Does television change what people say? “It changes the way stories are viewed,” says Atwood. “It’s not like radio, where you can’t actually tell what color a person is. If the handmaid’s Tale had been on the radio, it wouldn’t have worked. You wouldn’t have all these protesters dressed as maids. It’s very visual .”

“Yes,” says Evaristo, “I think in terms of TV drama and stage drama, cross-casting, as they call it, was incredible. Especially in recent years. For example, Ajoa Andoh, a friend of mine, recently played Richard II at the Globe.

Both novels end on a note of optimism. Does this reflect the writers ‘ own views. “What we think is how the family has changed,” says Atkins. “It’s been a big struggle in North America and especially for gay people. But in Canada, we have same-sex marriage now.”

Evaristo shakes his head. “I think we overdo it in difficult political times. I tend to have a very positive Outlook on everything. But, at the moment, it’s very difficult for me to have a positive view of the political climate in this country, let alone anywhere else.

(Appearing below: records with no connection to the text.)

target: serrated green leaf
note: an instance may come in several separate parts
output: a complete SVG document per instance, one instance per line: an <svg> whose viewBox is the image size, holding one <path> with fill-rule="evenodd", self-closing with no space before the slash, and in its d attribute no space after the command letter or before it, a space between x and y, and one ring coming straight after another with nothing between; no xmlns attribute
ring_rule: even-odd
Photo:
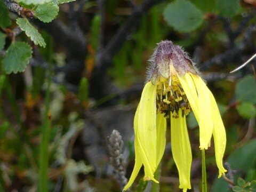
<svg viewBox="0 0 256 192"><path fill-rule="evenodd" d="M58 0L58 3L62 4L62 3L69 3L75 1L76 0Z"/></svg>
<svg viewBox="0 0 256 192"><path fill-rule="evenodd" d="M11 19L9 17L9 11L4 1L0 1L0 27L5 28L11 25Z"/></svg>
<svg viewBox="0 0 256 192"><path fill-rule="evenodd" d="M228 157L227 162L231 166L231 169L243 170L246 173L250 169L254 167L256 162L256 139L251 140L243 147L236 149ZM235 175L235 180L237 179L239 174ZM215 180L211 192L229 191L228 184L223 178Z"/></svg>
<svg viewBox="0 0 256 192"><path fill-rule="evenodd" d="M212 0L193 0L193 4L204 13L212 13L215 11L215 2Z"/></svg>
<svg viewBox="0 0 256 192"><path fill-rule="evenodd" d="M250 119L256 116L256 107L252 103L242 102L236 109L239 115L246 119Z"/></svg>
<svg viewBox="0 0 256 192"><path fill-rule="evenodd" d="M234 192L242 192L244 191L244 188L238 186L235 186L232 187L232 190Z"/></svg>
<svg viewBox="0 0 256 192"><path fill-rule="evenodd" d="M245 181L244 180L244 179L239 178L237 179L237 184L240 186L242 187L244 187L244 186L246 183Z"/></svg>
<svg viewBox="0 0 256 192"><path fill-rule="evenodd" d="M191 2L176 0L164 10L164 18L170 26L180 32L196 29L203 22L204 14Z"/></svg>
<svg viewBox="0 0 256 192"><path fill-rule="evenodd" d="M0 51L4 47L5 44L5 35L0 31Z"/></svg>
<svg viewBox="0 0 256 192"><path fill-rule="evenodd" d="M256 103L256 79L247 75L241 79L236 85L235 94L239 101Z"/></svg>
<svg viewBox="0 0 256 192"><path fill-rule="evenodd" d="M17 2L21 2L27 5L39 5L45 3L50 3L52 0L16 0Z"/></svg>
<svg viewBox="0 0 256 192"><path fill-rule="evenodd" d="M45 3L36 7L35 16L44 22L49 22L55 19L59 13L59 6L53 3Z"/></svg>
<svg viewBox="0 0 256 192"><path fill-rule="evenodd" d="M27 43L15 42L7 50L3 59L3 69L7 73L17 73L25 70L32 57L32 49Z"/></svg>
<svg viewBox="0 0 256 192"><path fill-rule="evenodd" d="M256 190L256 180L252 180L252 181L251 181L251 184L250 186L252 189Z"/></svg>
<svg viewBox="0 0 256 192"><path fill-rule="evenodd" d="M215 5L217 12L225 17L236 15L241 8L239 0L217 0Z"/></svg>
<svg viewBox="0 0 256 192"><path fill-rule="evenodd" d="M26 35L30 38L35 45L39 44L40 46L45 47L46 44L41 34L27 19L18 18L16 22L20 28L25 31Z"/></svg>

“But with the characters, I don’t want to imagine 12 black women who are defeated by life, although that’s sometimes the case. So there is certainly hope in each of his stories without him getting saccharin.”

Atwood agrees: “a Pessimistic end would be you killing evse. The end of the Covenants is not optimistic for everyone in history, but it signals the beginning of the end. Or, as Churchill said, ” It’s not over. It’s not even the beginning of the end. But this, perhaps, is the end of the beginning. Maybe at the end of the beginning is optimistic enough in these circumstances.”